Data

Data is the raw material for all experiments. All your data are scoped to a project and you can access them from the « Data » section on the collapsing sidebar

data section

Data section

The datas section holds 5 kind of assets :

  • datasets : input for train, predictions and pipelines
  • Image folders : folders containing image
  • Data sources : information about location ( database, table, folder) or remote dataset
  • Exporters : information about remote table for exporting prediction

Datasets

Datasets are tabular data resulting from a flat file upload, a Datasource or a pipeline execution. They are input for training, predicting and pipeline execution

List datasets

Dataset list

Datasets

  • may be created from file upload
  • may be created from data source
  • may be created from pipeline output
  • may be downloaded
  • may be exported with exporters
  • may be used as pipeline input

When you click on the datasets tabs, you see a list of your dataset with :

  • filter checkbox for origin of the dataset ( pipeline output, Datasource, File upload, Pipeline intermediate file)
  • search box filtering on the name of datasets
  • name of the datasets and information about them
  • status. A dataset could be unavailable a short time after its creation due to parsing.
  • a button to compute embeddings or explore them if already computed ( see the guide about exploring data )

Create a new dataset

In order to create new experiments you need a dataset. They can be created by clicking on the « import dataset » button.

Create datasets

Dataset import

Dataset are always created from tabular data (database table or files ). You can import data from a previously created datasource or from a flat csv file.

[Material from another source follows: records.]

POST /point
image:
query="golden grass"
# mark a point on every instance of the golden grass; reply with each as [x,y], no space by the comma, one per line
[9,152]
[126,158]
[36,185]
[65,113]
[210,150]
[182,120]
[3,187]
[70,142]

For data coming from file ( upload, ftp, bucket, S3,…) you could input the columns and decimals separator but the auto detect algorithm will work in most of case.

When you click on the « save dataset » button, the dataset will immediately be displayed in your list of dataset but won’t be available for a few seconds. Once a dataset is ready, its status will change to « Ready to be used » and you can then compute embedding and use it from training and predicting.

Analyse dataset

Once a dataset is ready, you got access to a dedicated page with detail about your dataset

  • General Information : Dataset summary, feature distribution and correlation matrix of its features
Details about a dataset

Dataset detail

  • Columns : Information about its columns. You can click on a column to get more information about it, its distribution for example
Details about a column

Detail of a column

  • Sample : a very short sample of the dataset
Sample of your dataset

Sample of a dataset

Edit and delete

You can edit name of a dataset, download it or remove it of your storage either in the top nav menu of the dataset details page or from the dot menu in the list of your dataset.

Dataset operation

Edit and remove dataset

When you remove a dataset, local data are completely removed. Data source data are left untouched.

Compute embeddings

See the : Complete Guide for exploring data

Image folders

Image folders are storage for your image. It is source material for image experiments (classification, object detector, …). For Images experiments you need an image folder.

Image folders

  • may be creating from file upload
  • can not use datasource or connectors
  • can be downloaded
  • can not be exported

Create a new image folder

Upload a folder of image

Upload a folder of image

When clicking on « Upload Image Folder » button, you can upload a zip file either from drag and dropping it or from selecting it from your local file browser. The zip file must contain only image but they can be organized into folders.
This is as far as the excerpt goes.